Ambiguity Tube MPC
Fan Wu, Mario E. Villanueva, Boris Houska

TL;DR
This paper introduces a novel distributionally robust MPC framework for nonlinear stochastic systems using measure-theoretic methods, providing stability analysis and practical design guidelines.
Contribution
It presents a new ambiguity tube MPC formulation based on optimal transport theory and supermartingale analysis for stability in nonlinear stochastic systems.
Findings
Framework ensures stochastic stability for nonlinear systems.
Constructs terminal costs guaranteeing convergence to invariant sets.

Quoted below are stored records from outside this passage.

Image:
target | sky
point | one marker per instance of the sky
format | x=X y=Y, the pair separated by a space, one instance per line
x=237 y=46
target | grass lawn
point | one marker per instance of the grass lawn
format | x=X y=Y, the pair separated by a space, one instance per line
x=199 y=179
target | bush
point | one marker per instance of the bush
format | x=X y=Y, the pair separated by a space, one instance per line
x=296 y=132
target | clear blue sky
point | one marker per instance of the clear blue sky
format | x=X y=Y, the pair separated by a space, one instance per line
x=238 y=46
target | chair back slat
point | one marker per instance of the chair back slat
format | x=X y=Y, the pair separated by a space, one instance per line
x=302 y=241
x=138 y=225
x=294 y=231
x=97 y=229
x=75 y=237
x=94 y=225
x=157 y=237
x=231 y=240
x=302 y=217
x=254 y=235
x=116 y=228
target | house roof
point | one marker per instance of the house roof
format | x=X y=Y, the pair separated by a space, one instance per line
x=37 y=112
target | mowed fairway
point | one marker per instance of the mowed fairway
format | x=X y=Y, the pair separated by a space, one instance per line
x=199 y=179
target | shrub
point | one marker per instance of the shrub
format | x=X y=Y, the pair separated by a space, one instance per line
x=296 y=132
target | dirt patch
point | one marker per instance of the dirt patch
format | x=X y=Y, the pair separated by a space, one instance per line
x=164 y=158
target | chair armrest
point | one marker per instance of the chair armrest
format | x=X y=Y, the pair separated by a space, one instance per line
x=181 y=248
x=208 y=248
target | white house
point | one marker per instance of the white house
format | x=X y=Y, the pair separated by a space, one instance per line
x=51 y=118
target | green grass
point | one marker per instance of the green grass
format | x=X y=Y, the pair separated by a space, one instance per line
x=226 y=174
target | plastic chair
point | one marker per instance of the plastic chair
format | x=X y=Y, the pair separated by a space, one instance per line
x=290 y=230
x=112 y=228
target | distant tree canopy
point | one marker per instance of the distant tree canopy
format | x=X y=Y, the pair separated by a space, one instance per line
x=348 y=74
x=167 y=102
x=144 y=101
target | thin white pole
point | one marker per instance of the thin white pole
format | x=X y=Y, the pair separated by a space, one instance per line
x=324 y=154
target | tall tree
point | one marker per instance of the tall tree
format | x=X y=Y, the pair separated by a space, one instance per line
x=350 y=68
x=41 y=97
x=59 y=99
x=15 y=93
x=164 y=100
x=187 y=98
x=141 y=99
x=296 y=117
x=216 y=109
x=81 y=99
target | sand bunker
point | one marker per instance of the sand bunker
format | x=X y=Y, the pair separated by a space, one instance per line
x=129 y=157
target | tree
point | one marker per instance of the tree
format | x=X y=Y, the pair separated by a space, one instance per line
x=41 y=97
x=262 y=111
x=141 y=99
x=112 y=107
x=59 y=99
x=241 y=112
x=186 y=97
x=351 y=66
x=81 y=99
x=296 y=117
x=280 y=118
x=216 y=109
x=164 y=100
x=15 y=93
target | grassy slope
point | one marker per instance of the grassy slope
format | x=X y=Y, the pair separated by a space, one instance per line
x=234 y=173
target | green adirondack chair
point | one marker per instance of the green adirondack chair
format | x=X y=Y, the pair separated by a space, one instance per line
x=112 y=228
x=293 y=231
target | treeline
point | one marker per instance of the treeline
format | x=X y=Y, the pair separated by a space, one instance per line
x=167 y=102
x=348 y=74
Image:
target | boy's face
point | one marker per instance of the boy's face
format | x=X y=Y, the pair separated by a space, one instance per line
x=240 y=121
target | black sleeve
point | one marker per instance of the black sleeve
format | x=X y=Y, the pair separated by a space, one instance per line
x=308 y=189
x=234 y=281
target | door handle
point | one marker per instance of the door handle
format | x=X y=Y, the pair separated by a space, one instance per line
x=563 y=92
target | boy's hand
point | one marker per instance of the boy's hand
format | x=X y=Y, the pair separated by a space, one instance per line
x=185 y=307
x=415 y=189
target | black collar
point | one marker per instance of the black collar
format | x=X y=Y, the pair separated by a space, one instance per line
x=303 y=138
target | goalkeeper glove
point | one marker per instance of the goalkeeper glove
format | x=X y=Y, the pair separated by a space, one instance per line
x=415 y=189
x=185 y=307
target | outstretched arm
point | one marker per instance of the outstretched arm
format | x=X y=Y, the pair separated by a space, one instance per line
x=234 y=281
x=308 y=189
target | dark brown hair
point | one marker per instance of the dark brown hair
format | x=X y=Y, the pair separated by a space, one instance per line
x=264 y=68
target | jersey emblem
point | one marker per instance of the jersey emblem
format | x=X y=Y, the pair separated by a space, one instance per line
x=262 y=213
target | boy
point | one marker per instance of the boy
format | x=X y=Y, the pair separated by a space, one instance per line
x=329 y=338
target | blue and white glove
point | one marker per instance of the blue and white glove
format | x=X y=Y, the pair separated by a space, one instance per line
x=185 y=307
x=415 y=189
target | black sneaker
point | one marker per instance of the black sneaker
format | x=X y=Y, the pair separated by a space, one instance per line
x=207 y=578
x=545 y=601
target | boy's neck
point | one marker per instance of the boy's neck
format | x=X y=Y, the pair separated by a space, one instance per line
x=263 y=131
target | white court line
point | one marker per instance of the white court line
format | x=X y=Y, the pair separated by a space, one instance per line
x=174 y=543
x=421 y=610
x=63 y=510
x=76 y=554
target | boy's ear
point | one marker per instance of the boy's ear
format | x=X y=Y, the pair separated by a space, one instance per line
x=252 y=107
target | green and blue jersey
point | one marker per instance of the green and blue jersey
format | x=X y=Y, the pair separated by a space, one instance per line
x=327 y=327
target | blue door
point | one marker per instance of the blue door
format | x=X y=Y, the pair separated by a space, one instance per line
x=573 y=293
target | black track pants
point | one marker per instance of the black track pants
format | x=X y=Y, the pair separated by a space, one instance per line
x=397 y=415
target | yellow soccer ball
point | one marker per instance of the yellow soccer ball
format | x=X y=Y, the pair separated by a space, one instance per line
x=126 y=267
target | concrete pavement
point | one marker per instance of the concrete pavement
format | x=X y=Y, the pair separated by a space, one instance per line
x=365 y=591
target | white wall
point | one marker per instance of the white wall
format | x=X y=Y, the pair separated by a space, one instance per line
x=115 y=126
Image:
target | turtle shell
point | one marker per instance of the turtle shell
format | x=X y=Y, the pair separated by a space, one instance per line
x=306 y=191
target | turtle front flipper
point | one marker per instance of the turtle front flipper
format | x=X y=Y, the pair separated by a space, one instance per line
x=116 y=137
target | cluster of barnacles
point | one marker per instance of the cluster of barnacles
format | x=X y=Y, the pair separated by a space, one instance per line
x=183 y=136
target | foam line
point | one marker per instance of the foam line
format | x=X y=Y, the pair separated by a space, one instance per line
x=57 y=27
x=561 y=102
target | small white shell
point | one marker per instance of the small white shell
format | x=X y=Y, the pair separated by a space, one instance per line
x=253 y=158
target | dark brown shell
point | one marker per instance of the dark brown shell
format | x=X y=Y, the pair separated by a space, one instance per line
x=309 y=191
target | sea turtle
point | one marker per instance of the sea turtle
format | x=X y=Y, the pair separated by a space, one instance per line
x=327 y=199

Demonstrates effectiveness through examples and a case study.
Abstract
This paper is about a class of distributionally robust model predictive controllers (MPC) for nonlinear stochastic processes that evaluate risk and control performance measures by propagating ambiguity sets in the space of state probability measures. A framework for formulating such ambiguity tube MPC controllers is presented, which is based on modern measure-theoretic methods from the field of optimal transport theory. Moreover, a supermartingale based analysis technique is proposed, leading to stochastic stability results for a large class of distributionally robust controllers for linear and nonlinear systems. In this context, we also discuss how to construct terminal cost functions for stochastic and distributionally robust MPC that ensure closed-loop stability and asymptotic convergence to robust invariant sets. The corresponding theoretical developments are illustrated by…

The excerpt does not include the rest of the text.